Return to Yesteryear’s Salons

From The Philadelphia Inquirer

February 15, 2000

By Daniel Webster

FOR THE INQUIRER

Seeking outlets for his interest in chamber music, new Philadelphia Orchestra concertmaster David Kim played Sunday with the Concordia Chamber Players in New Hope’s high school in a program devoted to a Valentine’s Day theme.

The ensemble, formerly the New Hope Chamber Players, is guided by cellist Michelle Djokic, who designed Sunday’s program in the style of a 19th-century salon concert, mixing songs and chamber music. Kim, Djokic and pianist Gail Niwa, playing the Trio No. 1 in D minor by Anton Arensky, summed up a program of songs and a cantata by Handel that featured baritone Richard Lalli.

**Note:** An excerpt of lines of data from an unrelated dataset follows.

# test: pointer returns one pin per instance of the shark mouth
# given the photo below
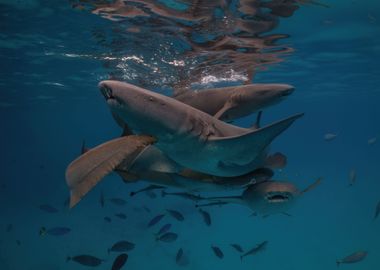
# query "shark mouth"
(107, 92)
(278, 197)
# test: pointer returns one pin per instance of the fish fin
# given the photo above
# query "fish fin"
(256, 125)
(126, 131)
(250, 144)
(87, 170)
(276, 161)
(84, 149)
(312, 185)
(227, 106)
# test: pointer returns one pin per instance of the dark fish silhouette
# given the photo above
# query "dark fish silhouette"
(184, 195)
(56, 231)
(121, 216)
(119, 262)
(150, 187)
(155, 220)
(107, 219)
(121, 246)
(206, 217)
(168, 237)
(151, 194)
(218, 253)
(237, 247)
(260, 247)
(179, 255)
(177, 215)
(377, 211)
(211, 204)
(48, 208)
(101, 199)
(86, 260)
(118, 201)
(164, 229)
(353, 258)
(9, 228)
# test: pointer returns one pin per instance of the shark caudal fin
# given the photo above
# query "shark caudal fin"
(88, 169)
(254, 141)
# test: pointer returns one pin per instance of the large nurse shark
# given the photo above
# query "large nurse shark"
(230, 103)
(194, 139)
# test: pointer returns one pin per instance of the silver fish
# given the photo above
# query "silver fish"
(260, 247)
(177, 215)
(206, 217)
(353, 258)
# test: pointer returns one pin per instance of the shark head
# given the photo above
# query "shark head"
(255, 97)
(266, 94)
(270, 197)
(135, 105)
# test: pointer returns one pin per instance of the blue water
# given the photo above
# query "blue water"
(51, 64)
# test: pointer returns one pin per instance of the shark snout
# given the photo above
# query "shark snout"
(106, 91)
(287, 92)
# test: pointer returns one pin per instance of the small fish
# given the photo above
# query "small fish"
(101, 199)
(211, 204)
(155, 220)
(177, 215)
(206, 216)
(164, 229)
(107, 219)
(86, 260)
(151, 194)
(184, 195)
(330, 136)
(9, 228)
(260, 247)
(119, 262)
(372, 141)
(121, 216)
(179, 255)
(118, 201)
(353, 258)
(48, 208)
(237, 247)
(217, 252)
(352, 177)
(56, 231)
(168, 237)
(150, 187)
(121, 246)
(377, 211)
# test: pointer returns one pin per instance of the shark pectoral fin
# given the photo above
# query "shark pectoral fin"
(88, 169)
(256, 125)
(230, 103)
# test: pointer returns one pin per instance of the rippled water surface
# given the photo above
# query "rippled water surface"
(53, 55)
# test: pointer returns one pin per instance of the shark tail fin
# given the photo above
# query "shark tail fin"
(256, 125)
(88, 169)
(84, 149)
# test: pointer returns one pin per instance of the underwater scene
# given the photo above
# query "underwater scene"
(189, 134)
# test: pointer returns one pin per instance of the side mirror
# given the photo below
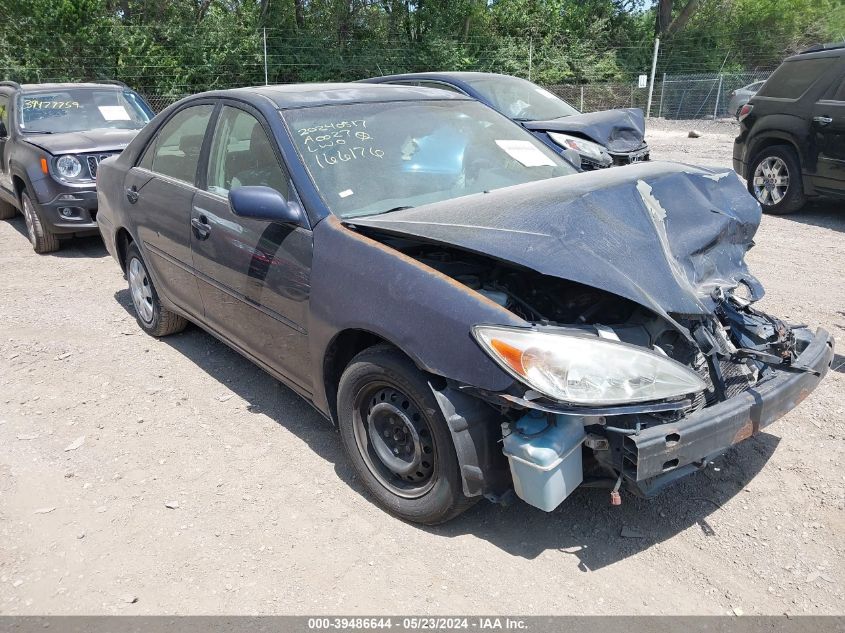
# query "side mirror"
(263, 203)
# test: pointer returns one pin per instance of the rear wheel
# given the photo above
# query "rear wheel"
(43, 241)
(397, 439)
(776, 180)
(153, 318)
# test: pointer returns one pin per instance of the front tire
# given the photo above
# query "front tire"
(397, 439)
(775, 180)
(43, 241)
(153, 318)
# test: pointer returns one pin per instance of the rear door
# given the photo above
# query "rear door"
(254, 275)
(160, 190)
(828, 128)
(5, 145)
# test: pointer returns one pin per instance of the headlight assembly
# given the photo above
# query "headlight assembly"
(68, 166)
(586, 148)
(587, 371)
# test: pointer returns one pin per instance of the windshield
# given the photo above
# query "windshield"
(520, 99)
(371, 158)
(80, 109)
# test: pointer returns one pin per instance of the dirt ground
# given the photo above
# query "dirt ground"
(140, 476)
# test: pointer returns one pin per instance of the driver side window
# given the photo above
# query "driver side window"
(4, 116)
(242, 155)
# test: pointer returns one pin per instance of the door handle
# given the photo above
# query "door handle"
(201, 229)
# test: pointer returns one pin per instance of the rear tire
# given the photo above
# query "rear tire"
(153, 318)
(43, 241)
(397, 439)
(774, 179)
(7, 210)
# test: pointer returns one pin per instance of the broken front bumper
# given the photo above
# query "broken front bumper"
(664, 453)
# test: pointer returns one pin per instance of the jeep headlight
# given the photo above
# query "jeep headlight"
(68, 166)
(585, 148)
(584, 370)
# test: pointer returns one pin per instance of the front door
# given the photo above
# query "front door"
(160, 190)
(254, 276)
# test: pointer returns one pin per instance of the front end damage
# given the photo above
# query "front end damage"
(683, 292)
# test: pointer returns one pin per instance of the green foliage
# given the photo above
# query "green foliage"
(173, 47)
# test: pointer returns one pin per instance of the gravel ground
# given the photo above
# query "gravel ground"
(140, 476)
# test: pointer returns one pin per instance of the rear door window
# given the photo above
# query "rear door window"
(175, 152)
(242, 155)
(793, 79)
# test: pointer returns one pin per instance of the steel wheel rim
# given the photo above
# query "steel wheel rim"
(395, 440)
(141, 290)
(771, 180)
(30, 222)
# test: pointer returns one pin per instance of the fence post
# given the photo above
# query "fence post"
(266, 82)
(718, 96)
(651, 83)
(530, 54)
(662, 88)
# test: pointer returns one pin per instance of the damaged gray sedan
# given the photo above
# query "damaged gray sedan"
(473, 315)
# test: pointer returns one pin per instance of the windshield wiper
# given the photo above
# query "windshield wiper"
(366, 215)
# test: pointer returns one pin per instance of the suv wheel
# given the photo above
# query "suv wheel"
(43, 241)
(7, 211)
(152, 317)
(397, 439)
(776, 180)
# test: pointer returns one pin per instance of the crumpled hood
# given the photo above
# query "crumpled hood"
(661, 234)
(105, 140)
(618, 130)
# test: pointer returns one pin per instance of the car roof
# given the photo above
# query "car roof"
(70, 86)
(286, 96)
(446, 75)
(822, 50)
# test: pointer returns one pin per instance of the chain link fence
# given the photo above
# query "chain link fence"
(701, 96)
(693, 96)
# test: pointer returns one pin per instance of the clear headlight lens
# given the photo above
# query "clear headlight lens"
(587, 148)
(584, 370)
(68, 166)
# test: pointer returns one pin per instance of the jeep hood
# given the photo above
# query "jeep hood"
(618, 130)
(661, 234)
(104, 140)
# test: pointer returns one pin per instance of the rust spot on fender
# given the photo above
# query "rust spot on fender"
(334, 221)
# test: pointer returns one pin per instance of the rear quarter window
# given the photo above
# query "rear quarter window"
(793, 79)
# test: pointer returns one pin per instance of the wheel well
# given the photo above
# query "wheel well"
(122, 241)
(766, 143)
(339, 354)
(19, 185)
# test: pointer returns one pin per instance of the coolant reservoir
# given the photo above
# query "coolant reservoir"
(544, 452)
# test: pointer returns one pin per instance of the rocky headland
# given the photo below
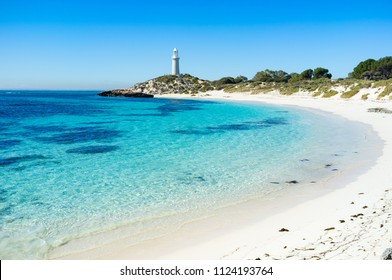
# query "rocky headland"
(320, 88)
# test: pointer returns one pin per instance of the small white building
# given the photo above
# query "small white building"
(175, 63)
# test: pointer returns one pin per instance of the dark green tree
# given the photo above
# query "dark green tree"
(240, 79)
(271, 76)
(307, 74)
(362, 67)
(320, 72)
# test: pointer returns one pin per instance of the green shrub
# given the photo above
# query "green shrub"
(365, 96)
(351, 92)
(330, 93)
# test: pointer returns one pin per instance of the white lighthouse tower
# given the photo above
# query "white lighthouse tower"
(175, 63)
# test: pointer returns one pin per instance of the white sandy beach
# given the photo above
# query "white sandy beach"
(349, 217)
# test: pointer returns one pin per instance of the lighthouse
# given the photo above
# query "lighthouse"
(175, 63)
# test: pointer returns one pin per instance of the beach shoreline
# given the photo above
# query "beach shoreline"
(347, 221)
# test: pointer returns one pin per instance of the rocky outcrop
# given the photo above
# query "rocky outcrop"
(183, 84)
(125, 93)
(387, 255)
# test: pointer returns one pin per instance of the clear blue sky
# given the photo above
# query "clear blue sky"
(101, 44)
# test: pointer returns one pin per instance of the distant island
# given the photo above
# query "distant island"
(369, 79)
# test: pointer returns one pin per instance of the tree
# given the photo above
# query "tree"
(240, 79)
(371, 69)
(226, 80)
(294, 77)
(306, 75)
(362, 67)
(320, 72)
(271, 76)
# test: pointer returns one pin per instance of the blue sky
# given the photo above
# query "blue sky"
(113, 44)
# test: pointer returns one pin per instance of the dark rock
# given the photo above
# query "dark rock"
(125, 93)
(387, 255)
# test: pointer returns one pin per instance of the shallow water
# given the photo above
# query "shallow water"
(73, 164)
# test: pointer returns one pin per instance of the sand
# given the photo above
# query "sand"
(349, 217)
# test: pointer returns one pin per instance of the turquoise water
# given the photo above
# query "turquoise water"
(73, 164)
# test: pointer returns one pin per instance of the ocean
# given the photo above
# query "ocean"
(74, 165)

Lalli is an engaging singer whose clear diction and fine sense of intonation guaranteed strong communication between stage and audience. Although the Handel cantata Dalla Guerra Amorosa was the big piece, it was Lalli’s ability to shape each of his six songs about love into taut theatrical scenes that made the group engaging. He began with Mahler and ended with Cole Porter, finding in each some distinctive note, some twist of text to give his performance thrust.

In Rachmaninoff’s “In the Silent Night,” he matched vocal color and lyricism with the intense poetry. In Falla’s “Jota,” he found the color of Spanish romantic declamation.

The Arensky Trio gave the audience a rare insight into the complexity of performance. After the first movement’s close, Kim started the delicate, flicking line of the scherzo. His partners hadn’t started with him, and he stopped, hissing, “Are we all ready?”

They were, and the work continued with its seams as tight as they had been in the first movement. The piece is full of late romantic lyricism, and Kim played the broad lines with authority and eloquence. The opening melody showed him in command of a dark, inflected sound that set the mood solidly.

Niwa, who is sometimes Kim’s partner at the Kingston, R.I., Chamber Music Festival, proved a flexible player capable of strong leadership and careful ensemble. Djokic fit her playing deftly into the broad plan of the work.